Take a look at the chart analysis here

Electronic Arts gave up some popularity to Fortnite, the online battle royale video game from Epic Games.

The stock is down less than 20 percent from this point last year and off more than 30 percent from its all-time high last July. But the gaming company has hit the reset button, climbing nearly 30 percent thus far in 2019.

“After spending months as Fortnite’s punching bag, Electronic Arts has jumped on the battle royale bandwagon with Apex Legends and this one hugely popular game has turned the whole story around,” Cramer said. “That’s why the stock caught fire. That’s why the stock has more room to run.”

Get Cramer’s full insight here

Five9, a cloud software provider for contact centers, is changing the way that call centers work for businesses, CEO Rowan Trollope told Cramer.
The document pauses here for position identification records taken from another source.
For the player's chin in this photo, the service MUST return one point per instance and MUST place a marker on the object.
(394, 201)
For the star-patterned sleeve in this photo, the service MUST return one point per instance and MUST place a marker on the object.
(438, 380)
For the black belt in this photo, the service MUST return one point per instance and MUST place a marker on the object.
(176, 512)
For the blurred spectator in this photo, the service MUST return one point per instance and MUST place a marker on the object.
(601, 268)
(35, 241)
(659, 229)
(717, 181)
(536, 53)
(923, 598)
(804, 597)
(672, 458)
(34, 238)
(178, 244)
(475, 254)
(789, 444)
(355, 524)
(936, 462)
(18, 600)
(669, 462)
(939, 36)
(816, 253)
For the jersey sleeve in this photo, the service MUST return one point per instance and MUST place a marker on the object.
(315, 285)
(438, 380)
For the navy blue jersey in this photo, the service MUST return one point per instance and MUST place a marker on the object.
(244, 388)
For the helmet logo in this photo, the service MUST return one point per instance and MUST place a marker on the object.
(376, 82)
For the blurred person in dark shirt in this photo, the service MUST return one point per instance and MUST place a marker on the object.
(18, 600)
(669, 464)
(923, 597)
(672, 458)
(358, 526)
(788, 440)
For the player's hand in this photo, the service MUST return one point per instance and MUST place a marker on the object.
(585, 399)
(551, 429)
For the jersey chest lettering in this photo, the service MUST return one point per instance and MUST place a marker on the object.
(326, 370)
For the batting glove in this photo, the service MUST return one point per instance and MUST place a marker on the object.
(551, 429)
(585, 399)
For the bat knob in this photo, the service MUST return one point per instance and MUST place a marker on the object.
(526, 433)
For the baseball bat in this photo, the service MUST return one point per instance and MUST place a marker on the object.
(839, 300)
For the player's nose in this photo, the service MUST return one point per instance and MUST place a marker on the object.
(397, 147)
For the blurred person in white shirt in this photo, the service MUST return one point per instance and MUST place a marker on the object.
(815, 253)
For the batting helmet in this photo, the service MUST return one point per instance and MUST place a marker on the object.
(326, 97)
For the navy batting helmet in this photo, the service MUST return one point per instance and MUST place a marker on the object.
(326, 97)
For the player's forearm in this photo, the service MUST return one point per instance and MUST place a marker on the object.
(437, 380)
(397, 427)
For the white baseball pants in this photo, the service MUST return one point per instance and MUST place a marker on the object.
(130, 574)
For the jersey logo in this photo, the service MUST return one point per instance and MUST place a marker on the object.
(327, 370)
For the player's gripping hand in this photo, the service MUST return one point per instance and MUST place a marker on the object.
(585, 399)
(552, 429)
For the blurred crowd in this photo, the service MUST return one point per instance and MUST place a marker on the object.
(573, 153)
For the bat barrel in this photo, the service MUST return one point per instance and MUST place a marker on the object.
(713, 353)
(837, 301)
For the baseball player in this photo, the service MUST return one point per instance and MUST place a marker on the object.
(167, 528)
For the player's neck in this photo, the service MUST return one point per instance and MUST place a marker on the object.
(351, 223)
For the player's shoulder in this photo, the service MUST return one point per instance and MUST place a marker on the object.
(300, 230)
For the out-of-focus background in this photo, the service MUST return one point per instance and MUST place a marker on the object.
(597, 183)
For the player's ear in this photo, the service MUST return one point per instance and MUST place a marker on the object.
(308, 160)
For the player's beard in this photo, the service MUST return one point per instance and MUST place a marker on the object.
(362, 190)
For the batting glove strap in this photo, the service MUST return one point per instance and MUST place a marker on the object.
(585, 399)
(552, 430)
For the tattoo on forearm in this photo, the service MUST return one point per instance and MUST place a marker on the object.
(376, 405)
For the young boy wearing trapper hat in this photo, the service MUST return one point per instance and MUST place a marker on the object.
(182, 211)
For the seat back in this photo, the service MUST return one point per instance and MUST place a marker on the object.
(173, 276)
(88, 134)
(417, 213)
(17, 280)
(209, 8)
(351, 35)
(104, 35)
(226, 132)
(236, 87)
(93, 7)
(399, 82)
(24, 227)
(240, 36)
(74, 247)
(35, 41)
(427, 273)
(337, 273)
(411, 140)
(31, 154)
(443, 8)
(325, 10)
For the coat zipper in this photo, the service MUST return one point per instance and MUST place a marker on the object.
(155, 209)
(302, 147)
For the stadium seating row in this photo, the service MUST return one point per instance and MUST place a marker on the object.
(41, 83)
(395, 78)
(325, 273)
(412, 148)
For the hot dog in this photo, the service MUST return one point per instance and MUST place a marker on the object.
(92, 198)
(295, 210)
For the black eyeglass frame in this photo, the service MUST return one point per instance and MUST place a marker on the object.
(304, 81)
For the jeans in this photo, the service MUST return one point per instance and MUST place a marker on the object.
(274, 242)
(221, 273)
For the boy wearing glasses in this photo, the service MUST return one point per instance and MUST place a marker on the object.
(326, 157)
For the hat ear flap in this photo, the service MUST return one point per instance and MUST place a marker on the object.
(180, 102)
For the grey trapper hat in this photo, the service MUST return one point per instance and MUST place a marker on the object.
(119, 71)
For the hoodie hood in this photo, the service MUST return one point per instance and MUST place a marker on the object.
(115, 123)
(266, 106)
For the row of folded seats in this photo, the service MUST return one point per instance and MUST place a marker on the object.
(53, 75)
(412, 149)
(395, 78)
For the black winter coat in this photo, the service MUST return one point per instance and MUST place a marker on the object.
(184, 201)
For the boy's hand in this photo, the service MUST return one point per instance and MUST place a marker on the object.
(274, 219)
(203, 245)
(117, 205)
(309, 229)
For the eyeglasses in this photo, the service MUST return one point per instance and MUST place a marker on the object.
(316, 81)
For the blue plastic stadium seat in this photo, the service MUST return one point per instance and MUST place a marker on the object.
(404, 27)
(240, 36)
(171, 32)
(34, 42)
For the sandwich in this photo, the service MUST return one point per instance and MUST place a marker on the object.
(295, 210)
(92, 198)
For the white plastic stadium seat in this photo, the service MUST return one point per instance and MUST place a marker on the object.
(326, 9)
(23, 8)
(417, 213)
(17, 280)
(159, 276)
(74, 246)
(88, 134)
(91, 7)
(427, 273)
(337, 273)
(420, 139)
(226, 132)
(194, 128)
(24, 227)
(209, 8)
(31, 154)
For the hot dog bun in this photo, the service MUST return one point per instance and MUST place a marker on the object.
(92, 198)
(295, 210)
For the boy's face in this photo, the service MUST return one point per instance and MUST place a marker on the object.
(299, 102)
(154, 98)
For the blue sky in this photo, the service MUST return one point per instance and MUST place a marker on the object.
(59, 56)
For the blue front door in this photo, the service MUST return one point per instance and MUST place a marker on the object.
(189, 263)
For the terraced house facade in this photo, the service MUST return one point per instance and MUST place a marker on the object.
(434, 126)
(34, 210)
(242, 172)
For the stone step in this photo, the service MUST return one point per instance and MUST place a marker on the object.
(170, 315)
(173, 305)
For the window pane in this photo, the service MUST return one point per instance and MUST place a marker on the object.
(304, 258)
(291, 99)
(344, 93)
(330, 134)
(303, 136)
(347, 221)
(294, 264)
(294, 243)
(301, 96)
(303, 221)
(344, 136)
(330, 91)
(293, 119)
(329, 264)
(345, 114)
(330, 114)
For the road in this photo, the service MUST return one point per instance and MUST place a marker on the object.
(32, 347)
If a customer has a bad experience calling, texting, or emailing a business, it’s likely the company is using a legacy hardware, on-premises system, he said.

Instead, Five9 can scale up and scale down call loads on the cloud with buying additional infrastructure to handle peak call hours, Trollope said.

“It is a totally radical departure from what has been in the past and what we enabled those companies to do is to deliver a great experience whenever you call or email or text every single time,” he said.

Catch the full interview here

In Cramer’s lightning round, the “Mad Money” host sprinted through his reaction to callers’ stock picks:

Fiat Chrysler Automobiles NV: “No, no. We’re not a buyer of any auto company, although I invite [Tesla CEO] Elon Musk to come on during the oral argument, because I know he follows me very closely. Elon, you’re welcome.”

Camping World Holdings Inc.: “The stocks not that profitable. But, you know what—I think that this stock is bottoming and I say that because I think camping is going to make a comeback and that those inventories are lean. I am, I feel very lonely in that position, but i do feel that way.”

Blackstone Group LP: “I like this stock. This is [CEO] Steve Schwarzman. I think he’s done a good job. You’re banking with him. I’d rather be buying with him than to be banking against him. I’m gonna say yes.”